Heroine(21)



“Oh,” I say, a quiver of concern in my belly. I can’t say I like Devra, but I do know how excited Dad has been about his second family, and as a member of his first one, I’ve got a stake in this, too.

I stretch out my bad leg, bending the knee a little to get some blood flowing to my foot, which has fallen asleep.

“Honey, you should just go home,” Mom says. “It could be hours yet. You’ve got school tomorrow, and you can’t be doing yourself any good right now.”

I’m definitely not doing myself any good. I realized that around Jeopardy! time, the waiting room TV posing unanswerable questions at me as tendrils of pain took a firm grip. The one 40 I managed to buy from Edith is down in the parking lot, ready to make it all go away if I cave and take it. But then I’d be out, and with no cash left. I decide to grin and bear it, just like Mom, sitting here for the sake of solidarity while Dad’s second wife delivers his first biological child.

Mom’s fading into sleep, her head nodding to one side, when her phone goes off, making us both jump and sending a hot wire of pain that runs from my hip down to my little toe.

“Shit,” we both say at the same time. She turns her phone around so I can read the message from Dad.

emergency see section

“Isn’t a C-section, like C as in cat?” I ask.

“Yes,” Mom says. “But I don’t think he’s overly worried about autocorrect mistakes right now.”

“Right,” I say.

“Although,” Mom adds, rubbing the crease on her face where she fell asleep against the couch, “you do see a lot.”

“Oh my God, Mom,” I say. “You’re so bad.”

She starts laughing too, holding her hand over her mouth to stifle the sound as tears leak from her eyes. “Do not tell your dad I said that,” she says. “That was horribly insensitive.”

“You earned it,” I tell her.

The sun is up by the time we’re allowed back to Devra’s room, my little half brother—or adopted half brother, or I don’t even know what—asleep in a plastic crib near her bed. Devra is refusing pain medication, even though she’s as gray as the wall behind her, and her mouth is set in a firm line that I know too well. It’s the only way to stop yourself from screaming. Mom and Dad are in the hallway, arguing. I lean my head against the wall, able to pick up the hiss of their intense whispers.

“If she says she doesn’t want them, then she doesn’t want them, Geoff. It’s her decision, period,” Mom says.

“What if it’s too much?” Dad argues back. “What if she can’t take care of the baby?”

“I guess you’ll have to take the leap of parenting your own child,” Mom says, and I bite my lip so that I don’t laugh again.

“That’s not . . . I can’t very well breastfeed him, can I?”

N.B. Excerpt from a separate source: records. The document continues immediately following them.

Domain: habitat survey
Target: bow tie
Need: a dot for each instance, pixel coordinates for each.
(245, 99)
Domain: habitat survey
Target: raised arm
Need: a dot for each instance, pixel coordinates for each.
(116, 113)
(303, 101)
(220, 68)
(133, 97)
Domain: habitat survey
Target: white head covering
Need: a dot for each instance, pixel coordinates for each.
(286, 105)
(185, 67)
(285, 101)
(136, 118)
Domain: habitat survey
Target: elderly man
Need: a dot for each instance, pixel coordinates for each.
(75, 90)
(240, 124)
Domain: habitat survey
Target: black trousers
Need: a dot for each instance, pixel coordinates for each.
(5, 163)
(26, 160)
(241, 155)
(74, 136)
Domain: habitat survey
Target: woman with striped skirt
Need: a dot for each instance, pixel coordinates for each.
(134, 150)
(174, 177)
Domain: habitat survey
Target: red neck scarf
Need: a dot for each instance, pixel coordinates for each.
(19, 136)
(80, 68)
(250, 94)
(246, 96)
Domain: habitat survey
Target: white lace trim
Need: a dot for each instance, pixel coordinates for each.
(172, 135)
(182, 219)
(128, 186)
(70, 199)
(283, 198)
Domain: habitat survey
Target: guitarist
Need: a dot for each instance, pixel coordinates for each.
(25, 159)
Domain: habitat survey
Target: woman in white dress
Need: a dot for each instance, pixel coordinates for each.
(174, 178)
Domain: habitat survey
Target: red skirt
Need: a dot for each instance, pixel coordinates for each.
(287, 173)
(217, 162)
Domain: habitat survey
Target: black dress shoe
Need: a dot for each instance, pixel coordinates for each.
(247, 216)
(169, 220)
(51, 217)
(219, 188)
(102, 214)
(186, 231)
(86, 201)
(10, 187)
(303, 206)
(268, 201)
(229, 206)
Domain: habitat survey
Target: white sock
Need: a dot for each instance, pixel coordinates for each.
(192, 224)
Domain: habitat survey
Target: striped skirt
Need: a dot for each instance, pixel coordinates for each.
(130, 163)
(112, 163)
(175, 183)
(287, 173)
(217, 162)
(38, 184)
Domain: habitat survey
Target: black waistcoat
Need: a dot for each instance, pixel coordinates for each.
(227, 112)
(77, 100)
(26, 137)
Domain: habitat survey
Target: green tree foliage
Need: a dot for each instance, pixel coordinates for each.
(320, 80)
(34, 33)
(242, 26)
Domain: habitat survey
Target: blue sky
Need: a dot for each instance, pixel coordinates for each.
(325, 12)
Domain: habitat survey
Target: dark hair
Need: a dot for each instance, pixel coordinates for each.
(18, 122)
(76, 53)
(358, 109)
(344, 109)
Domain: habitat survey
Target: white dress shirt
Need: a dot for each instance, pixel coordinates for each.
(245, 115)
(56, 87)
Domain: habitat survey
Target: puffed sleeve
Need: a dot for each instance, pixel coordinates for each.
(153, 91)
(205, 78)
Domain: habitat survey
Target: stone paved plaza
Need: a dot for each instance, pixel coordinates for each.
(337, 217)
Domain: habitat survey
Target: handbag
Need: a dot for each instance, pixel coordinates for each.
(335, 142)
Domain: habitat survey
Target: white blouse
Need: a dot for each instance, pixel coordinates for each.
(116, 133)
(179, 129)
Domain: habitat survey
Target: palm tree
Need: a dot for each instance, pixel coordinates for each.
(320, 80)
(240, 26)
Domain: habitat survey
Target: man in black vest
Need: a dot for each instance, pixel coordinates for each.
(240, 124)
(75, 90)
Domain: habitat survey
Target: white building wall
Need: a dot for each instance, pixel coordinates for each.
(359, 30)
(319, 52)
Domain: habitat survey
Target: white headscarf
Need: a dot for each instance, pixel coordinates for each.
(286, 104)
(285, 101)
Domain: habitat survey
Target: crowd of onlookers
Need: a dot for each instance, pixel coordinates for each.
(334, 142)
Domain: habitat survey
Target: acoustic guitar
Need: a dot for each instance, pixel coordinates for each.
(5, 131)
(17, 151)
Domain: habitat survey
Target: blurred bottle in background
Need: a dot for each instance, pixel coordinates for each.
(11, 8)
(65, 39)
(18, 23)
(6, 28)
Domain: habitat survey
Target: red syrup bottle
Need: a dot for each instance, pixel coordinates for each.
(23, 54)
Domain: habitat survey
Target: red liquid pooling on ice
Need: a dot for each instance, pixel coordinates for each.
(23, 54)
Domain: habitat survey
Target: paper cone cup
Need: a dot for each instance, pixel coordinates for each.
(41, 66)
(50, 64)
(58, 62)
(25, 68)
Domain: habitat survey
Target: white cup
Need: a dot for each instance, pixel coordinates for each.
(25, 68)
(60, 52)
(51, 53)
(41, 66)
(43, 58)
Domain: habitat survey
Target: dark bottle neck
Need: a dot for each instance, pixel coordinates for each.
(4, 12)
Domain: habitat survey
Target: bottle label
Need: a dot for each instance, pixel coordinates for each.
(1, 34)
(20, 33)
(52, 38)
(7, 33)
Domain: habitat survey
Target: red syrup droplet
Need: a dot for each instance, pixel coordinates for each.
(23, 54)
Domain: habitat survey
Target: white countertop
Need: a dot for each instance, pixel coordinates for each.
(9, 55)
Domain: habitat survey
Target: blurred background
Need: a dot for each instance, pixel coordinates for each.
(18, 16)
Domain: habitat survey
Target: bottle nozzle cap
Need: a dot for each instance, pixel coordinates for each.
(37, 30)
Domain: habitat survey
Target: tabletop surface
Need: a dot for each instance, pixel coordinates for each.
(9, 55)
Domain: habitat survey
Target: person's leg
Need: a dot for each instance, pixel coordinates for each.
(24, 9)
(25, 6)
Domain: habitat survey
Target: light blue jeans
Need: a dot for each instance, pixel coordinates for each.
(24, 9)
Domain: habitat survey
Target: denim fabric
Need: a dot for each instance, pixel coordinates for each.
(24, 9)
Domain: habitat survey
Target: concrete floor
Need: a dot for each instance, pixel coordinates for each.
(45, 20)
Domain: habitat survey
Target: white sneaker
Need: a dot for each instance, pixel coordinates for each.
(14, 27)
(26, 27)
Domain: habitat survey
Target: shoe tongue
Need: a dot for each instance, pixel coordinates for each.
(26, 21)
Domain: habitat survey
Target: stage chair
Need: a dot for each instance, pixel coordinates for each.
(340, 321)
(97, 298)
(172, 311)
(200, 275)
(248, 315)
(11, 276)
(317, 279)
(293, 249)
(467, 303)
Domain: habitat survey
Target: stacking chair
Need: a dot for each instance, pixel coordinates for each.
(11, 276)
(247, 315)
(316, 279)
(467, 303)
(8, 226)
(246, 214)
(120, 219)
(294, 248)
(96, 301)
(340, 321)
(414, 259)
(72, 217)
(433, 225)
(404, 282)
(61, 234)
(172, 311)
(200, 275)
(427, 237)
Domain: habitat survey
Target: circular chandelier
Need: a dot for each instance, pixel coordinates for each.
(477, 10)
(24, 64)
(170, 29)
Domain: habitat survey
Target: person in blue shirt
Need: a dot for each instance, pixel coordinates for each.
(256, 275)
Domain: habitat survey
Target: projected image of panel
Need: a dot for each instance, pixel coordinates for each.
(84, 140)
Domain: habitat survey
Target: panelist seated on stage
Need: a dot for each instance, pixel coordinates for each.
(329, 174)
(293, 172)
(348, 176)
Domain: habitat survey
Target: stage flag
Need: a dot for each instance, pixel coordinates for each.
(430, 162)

“Neither can she, if she’s got painkillers in her system.”

I hear Dad’s heavy sigh, one that filled the house often before they split up. “It’s been a really long day, Annette. I just saw my wife’s intestines, for Christ’s sake.”

“I see intestines at least once a week. Suck it up.”

In bed, Devra reaches into her mouth, pulling the one pill she conceded to take under the vigilant eye of her nurse out of the pocket of her cheek.

“Don’t you think you should . . . ,” I begin, but she shakes her head.

Our eyes meet, and I know that look. She can’t even find words right now, all her brain is overrun by agony, every nerve she has singing a song that has no lyrics. Pain can come in a quick rush, fading off into something bearable after that initial peak. But pain that endures doesn’t give you that break, the moment of air that you need before you’re pulled back under. And under is all there is right now for Devra.

She reaches for me, pill in her fist.

“Get it the hell away from me,” she says, each word coming out low and tight, every syllable fought for.

“Devra . . .”

“Addict,” she says, cutting me off. I tighten in my seat, blood rushing to my face at the accusation. Then she touches her own chest, eyes closed tight in shame.

“Recovering,” she manages.

We’ve never touched before, but when I slide my fingers under hers and she drops the pill, slick with her spit, into my hand, I feel like I know her better than anyone in the world.

I slip into the bathroom and take it myself.





Chapter Sixteen


steal: to take without right or leave, and with intent to keep wrongfully

I get a free pass from school, something I’m only too grateful for. I don’t think I could handle it right now. Whatever the nurse had given Devra, it definitely wasn’t Oxy. It took the sharper edges off, but the comfortable numbness I’ve come to depend on is nowhere in sight.

Mom and I head over to Dad’s new place, to get a few things for Devra. We go through their drawers, Mom matter-of-factly folding Dad’s underwear and packing a bag, instructing me to find comfortable, loose clothes for Devra. I feel weird, going through her stuff. But I’m surprised to find she’s more like me than I thought, veering toward sports bras and cotton undies. I toss some things together, and am about to join Mom downstairs when I see the sharp edge of a twenty-dollar bill sticking out from under Devra’s jewelry box.